Cristina Dias Resende suspira, enquanto contempla uma década de vida que ficou para trás, mas que deixou marcas para o futuro.
Nasceu há 28 anos numa pequena aldeia da freguesia de Nariz, Aveiro, numa casinha sem casa-de-banho nem eletricidade, mas onde passou, afirma, os melhores anos da sua vida. Ali brincou e viveu feliz, “na rua mais bonita do mundo”, Rua do Tojal de Cima, Barreira Branca. Hoje, mora num lugar bem diferente. Grantham, Lincolnshire, Inglaterra.
Casou com Jorge há dez anos, ainda em Portugal, onde nasceu o Cristiano, hoje com nove; a Lara, 5 anos, já nasceu neste novo país. Em 2009, os irmãos mais novos de Cristina juntaram-se a esta família. “Vieram viver comigo, porque em Portugal iriam decerto ter o mesmo destino que eu.”
Destino que Cristina Resende quis contrariar. Contra a sua vontade, é certo. Mas não restava outra alternativa. “Sempre achei que, se estávamos dispostos a fazer tal sacrifício [emigrar] então deveríamos fazer o mesmo no nosso país e sujeitar-nos a piores oportunidades; mas nem essas oportunidades apareceram…” Depois das vendas, do telemarketing, dos biscates, quando conseguiam um trabalho fixo, eram “dispensados”. “Um dia, tive de pedir dinheiro à minha mãe para combustível, de forma a poder levar o meu filho ao hospital e comprar-lhe um medicamento. Dinheiro que ela tinha guardado para pagar a luz, que nesse mês ficou atrasada.” Foi a gota de água.
Partiu então com o marido. Os dois apenas, “pois não sabíamos o que nos esperava”. Partiram em outubro de 2004, com duas malas de roupa, um tacho e 300 euros. Começaram a trabalhar na pior fábrica da zona, 12 horas por dia, no horário noturno, a ganhar menos do que o salário mínimo. “Comemos muito pão rasco e fizemos refeições de pão com manteiga e leite com cereais. Hoje, o que temos é pouco, mas é nosso. Não falta nada aos meus filhos e vejo para eles um futuro melhor.”

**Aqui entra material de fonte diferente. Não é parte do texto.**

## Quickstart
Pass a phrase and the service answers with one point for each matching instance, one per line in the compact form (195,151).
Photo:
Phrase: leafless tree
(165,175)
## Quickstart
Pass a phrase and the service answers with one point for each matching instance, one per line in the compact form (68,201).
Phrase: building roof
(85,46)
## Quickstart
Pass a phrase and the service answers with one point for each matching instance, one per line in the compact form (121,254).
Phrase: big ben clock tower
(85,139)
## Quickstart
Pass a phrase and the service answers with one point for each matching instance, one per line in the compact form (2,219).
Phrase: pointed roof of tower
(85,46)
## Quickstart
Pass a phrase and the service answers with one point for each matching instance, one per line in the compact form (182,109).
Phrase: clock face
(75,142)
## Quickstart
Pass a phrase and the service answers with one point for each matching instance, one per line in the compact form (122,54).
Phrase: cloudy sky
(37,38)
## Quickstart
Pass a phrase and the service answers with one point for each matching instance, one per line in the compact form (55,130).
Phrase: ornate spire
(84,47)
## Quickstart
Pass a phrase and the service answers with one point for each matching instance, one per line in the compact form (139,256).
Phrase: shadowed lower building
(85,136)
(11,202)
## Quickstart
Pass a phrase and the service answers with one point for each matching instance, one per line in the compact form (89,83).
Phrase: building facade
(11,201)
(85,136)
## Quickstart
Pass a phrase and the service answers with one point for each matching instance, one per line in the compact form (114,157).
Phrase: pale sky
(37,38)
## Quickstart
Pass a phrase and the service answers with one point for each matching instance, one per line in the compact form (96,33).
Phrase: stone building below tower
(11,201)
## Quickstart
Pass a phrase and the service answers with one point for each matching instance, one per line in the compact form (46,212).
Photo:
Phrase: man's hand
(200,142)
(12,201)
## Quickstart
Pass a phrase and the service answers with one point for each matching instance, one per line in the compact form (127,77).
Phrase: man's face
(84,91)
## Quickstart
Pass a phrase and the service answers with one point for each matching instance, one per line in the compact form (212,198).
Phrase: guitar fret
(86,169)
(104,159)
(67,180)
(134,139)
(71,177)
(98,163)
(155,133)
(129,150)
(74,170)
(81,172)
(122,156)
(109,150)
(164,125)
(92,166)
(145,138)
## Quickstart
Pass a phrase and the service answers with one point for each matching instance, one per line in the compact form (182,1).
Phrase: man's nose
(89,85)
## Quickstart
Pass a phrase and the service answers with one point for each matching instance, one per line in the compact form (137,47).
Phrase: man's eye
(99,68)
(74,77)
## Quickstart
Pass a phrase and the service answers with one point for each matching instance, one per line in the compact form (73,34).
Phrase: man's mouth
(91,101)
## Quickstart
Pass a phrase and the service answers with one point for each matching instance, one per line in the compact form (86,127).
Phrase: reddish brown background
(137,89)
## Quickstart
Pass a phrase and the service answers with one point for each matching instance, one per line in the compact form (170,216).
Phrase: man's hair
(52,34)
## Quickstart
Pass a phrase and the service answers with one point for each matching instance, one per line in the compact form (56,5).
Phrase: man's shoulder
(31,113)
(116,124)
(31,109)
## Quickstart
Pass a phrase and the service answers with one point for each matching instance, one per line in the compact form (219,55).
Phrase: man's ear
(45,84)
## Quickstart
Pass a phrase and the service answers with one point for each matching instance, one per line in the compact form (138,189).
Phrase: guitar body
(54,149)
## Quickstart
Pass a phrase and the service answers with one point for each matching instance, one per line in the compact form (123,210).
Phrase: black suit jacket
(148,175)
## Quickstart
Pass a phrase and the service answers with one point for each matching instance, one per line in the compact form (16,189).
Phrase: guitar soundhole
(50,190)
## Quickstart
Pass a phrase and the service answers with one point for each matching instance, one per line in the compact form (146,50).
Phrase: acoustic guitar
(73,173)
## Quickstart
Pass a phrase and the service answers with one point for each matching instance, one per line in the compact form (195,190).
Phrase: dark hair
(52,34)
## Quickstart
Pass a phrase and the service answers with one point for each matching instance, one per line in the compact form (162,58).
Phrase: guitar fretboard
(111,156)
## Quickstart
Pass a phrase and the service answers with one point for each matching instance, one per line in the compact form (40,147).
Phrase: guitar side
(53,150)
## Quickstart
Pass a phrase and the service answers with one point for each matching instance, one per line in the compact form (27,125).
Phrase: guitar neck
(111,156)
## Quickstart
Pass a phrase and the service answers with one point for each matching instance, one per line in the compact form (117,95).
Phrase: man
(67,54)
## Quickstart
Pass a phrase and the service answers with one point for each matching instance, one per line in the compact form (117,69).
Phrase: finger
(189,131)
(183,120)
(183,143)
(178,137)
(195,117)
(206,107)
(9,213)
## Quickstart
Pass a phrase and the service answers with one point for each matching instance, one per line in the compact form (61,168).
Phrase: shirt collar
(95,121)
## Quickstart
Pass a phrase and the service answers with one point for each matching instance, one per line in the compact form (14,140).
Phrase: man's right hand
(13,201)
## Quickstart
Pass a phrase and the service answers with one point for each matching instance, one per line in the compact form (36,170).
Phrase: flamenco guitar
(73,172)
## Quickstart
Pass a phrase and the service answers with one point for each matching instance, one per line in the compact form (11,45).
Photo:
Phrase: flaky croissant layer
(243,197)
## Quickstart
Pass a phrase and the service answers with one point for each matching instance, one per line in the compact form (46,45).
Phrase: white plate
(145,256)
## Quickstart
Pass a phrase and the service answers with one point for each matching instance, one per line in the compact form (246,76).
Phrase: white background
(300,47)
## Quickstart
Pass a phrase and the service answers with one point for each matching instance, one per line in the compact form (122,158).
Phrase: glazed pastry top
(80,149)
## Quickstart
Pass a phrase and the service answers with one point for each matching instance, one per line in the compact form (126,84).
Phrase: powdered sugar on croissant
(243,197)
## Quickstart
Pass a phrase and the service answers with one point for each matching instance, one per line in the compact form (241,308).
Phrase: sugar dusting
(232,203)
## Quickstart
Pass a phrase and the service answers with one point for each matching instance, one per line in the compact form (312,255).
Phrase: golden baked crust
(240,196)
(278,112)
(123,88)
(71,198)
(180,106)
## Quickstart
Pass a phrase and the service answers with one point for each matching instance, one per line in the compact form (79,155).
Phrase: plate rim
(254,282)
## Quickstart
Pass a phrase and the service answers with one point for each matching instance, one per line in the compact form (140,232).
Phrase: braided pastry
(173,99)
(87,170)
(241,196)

Jorge, o marido, trabalha como taxista. Cristina qualificou-se como intérprete e está a meio de um curso universitário em ciências sociais. Tem um Certificado Básico de Ensino de Inglês como segunda língua, área que pretende seguir “assim que possível”.
Nunca se sentiram desintegrados. Apesar das muitas diferenças, principalmente de mentalidade. “As pessoas com mais de 50 anos vão a bares e dançam em clubes; as miúdas de 14 anos são mães solteiras e não é novidade; não é esperado que os filhos tomem conta dos pais na idade avançada; os adolescentes são adultos muito rapidamente…” Nos campos da educação e da saúde, “estamos descansados”. Cristina Resende tem pena dos jovens que, como ela há dez anos, pensam em começar uma família e se veem forçados a adiar esse projeto. Mas considera que Portugal tem de ser um país mais aberto, mais humilde, deixar de ser “um país mimado, que quer tudo agora e já”.
Emigrar “não é fácil”. “Não acreditem em promessas de resolução rápida ou riqueza instantânea.” Mas as “recompensas e possibilidades são infinitas”. Voltar? Não é que não pense nisso, mas… “aqui já estou em casa”.